« Alors, parlez-moi de vous. » C’est presque toujours la première question, et c’est celle qui donne le ton du reste de l’entretien. Deux erreurs la gâchent : réciter son CV du début à la fin — le recruteur l’a sous les yeux — ou partir dans sa vie personnelle. Ce qu’on attend de vous est plus simple : en deux minutes, expliquez pourquoi votre parcours mène logiquement à ce poste.
La structure en trois temps
Elle fonctionne pour tous les profils, débutants comme expérimentés, et se retient facilement : d’où je viens → ce que je sais faire → pourquoi je suis ici.
1. D’où je viens (30 secondes)
Une phrase de cadrage, pas une biographie. Votre métier, votre expérience en une ligne, et le fil conducteur si vous en avez un : « Je suis technicien de maintenance, j’ai passé six ans dans l’industrie agroalimentaire, d’abord en production puis en maintenance préventive. »
2. Ce que je sais faire (60 secondes)
Le cœur de la réponse, et le seul endroit où vous devez être sélectif : prenez deux ou trois compétences, celles que l’annonce réclame, et donnez pour chacune un fait concret plutôt qu’un adjectif. Pas « je suis rigoureux » mais « je tenais le planning de maintenance de douze lignes, avec un relevé hebdomadaire des pannes ».

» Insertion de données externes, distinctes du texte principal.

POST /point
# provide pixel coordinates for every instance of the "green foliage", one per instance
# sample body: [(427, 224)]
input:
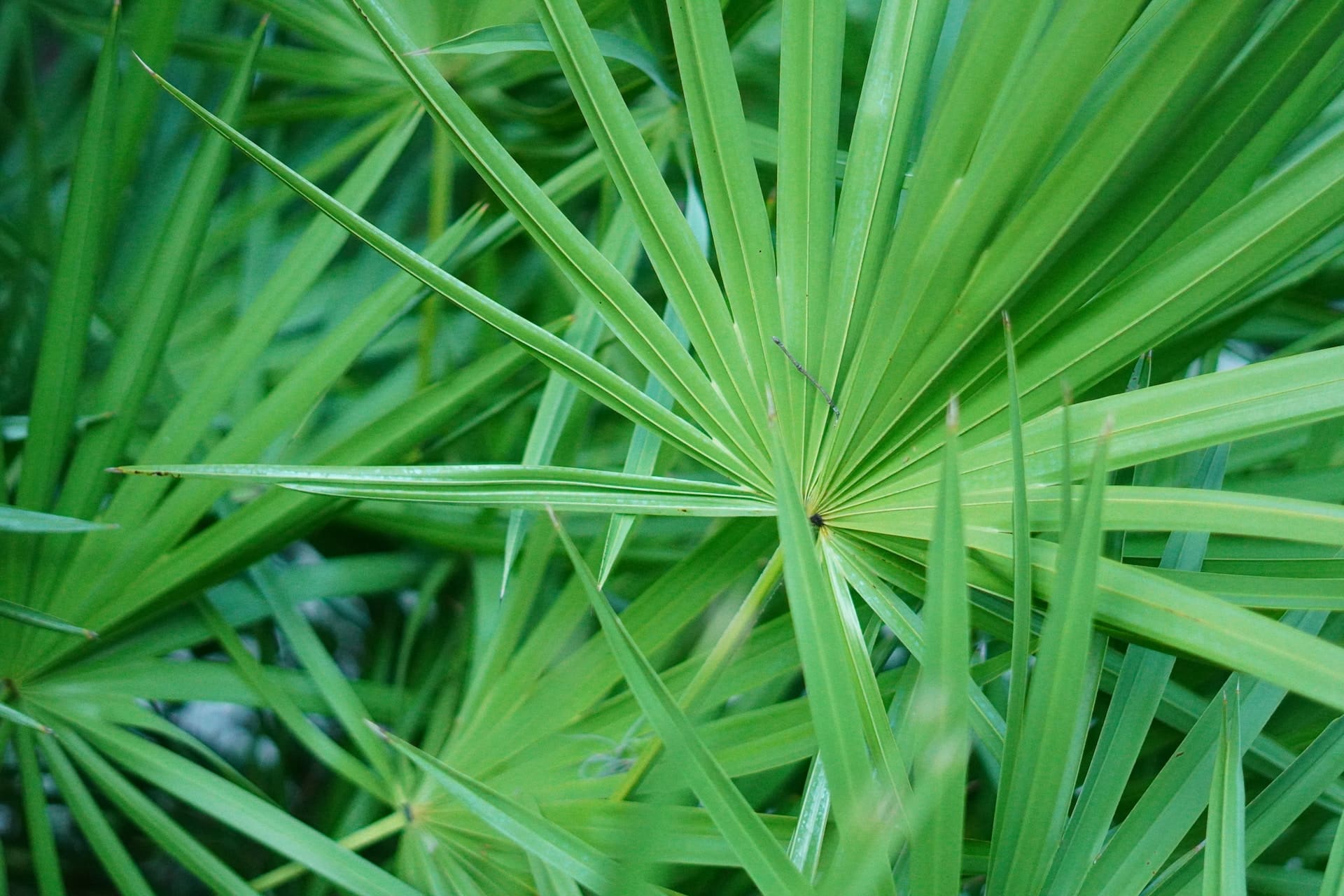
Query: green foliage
[(314, 580)]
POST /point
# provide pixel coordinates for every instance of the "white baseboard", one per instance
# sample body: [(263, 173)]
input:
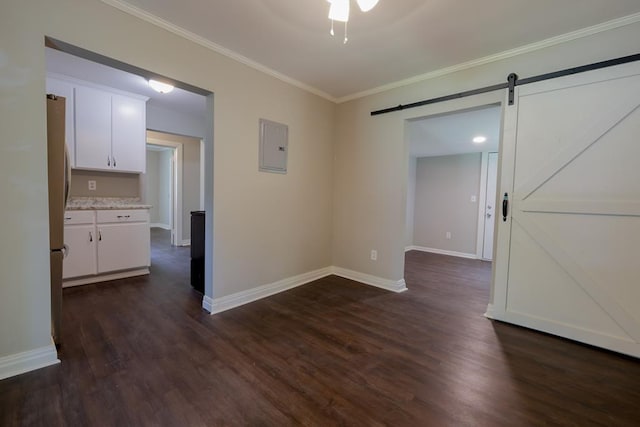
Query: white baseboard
[(67, 283), (158, 225), (207, 304), (218, 305), (31, 360), (228, 302), (441, 252), (491, 312), (367, 279)]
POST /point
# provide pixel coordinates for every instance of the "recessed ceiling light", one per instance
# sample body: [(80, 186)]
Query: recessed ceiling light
[(160, 86), (479, 139)]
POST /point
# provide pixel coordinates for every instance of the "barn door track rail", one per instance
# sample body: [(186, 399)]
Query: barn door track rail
[(512, 82)]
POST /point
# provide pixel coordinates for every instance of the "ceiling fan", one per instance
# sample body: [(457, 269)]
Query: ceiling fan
[(339, 11)]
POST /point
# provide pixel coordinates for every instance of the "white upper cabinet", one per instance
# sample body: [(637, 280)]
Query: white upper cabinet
[(128, 129), (93, 128), (106, 129), (66, 90)]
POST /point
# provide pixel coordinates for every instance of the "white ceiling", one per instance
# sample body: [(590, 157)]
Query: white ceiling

C’est ici que le travail de préparation paie : si vous avez fait le relevé des mots-clés de l’annonce, vous savez exactement lesquelles choisir.
3. Pourquoi je suis ici (30 secondes)
La partie que presque tout le monde oublie, et celle qui transforme un résumé en candidature. Reliez votre parcours à leur poste : « Aujourd’hui je cherche un poste où la maintenance préventive est vraiment structurée — c’est ce que j’ai lu dans votre annonce, et c’est pour ça que j’ai postulé. » Puis vous vous arrêtez. Le silence rend la main au recruteur, et c’est très bien.
Les pièges à éviter
- La chronologie complète depuis le bac. Personne ne l’attend, et vous perdez votre auditoire au bout de quarante secondes.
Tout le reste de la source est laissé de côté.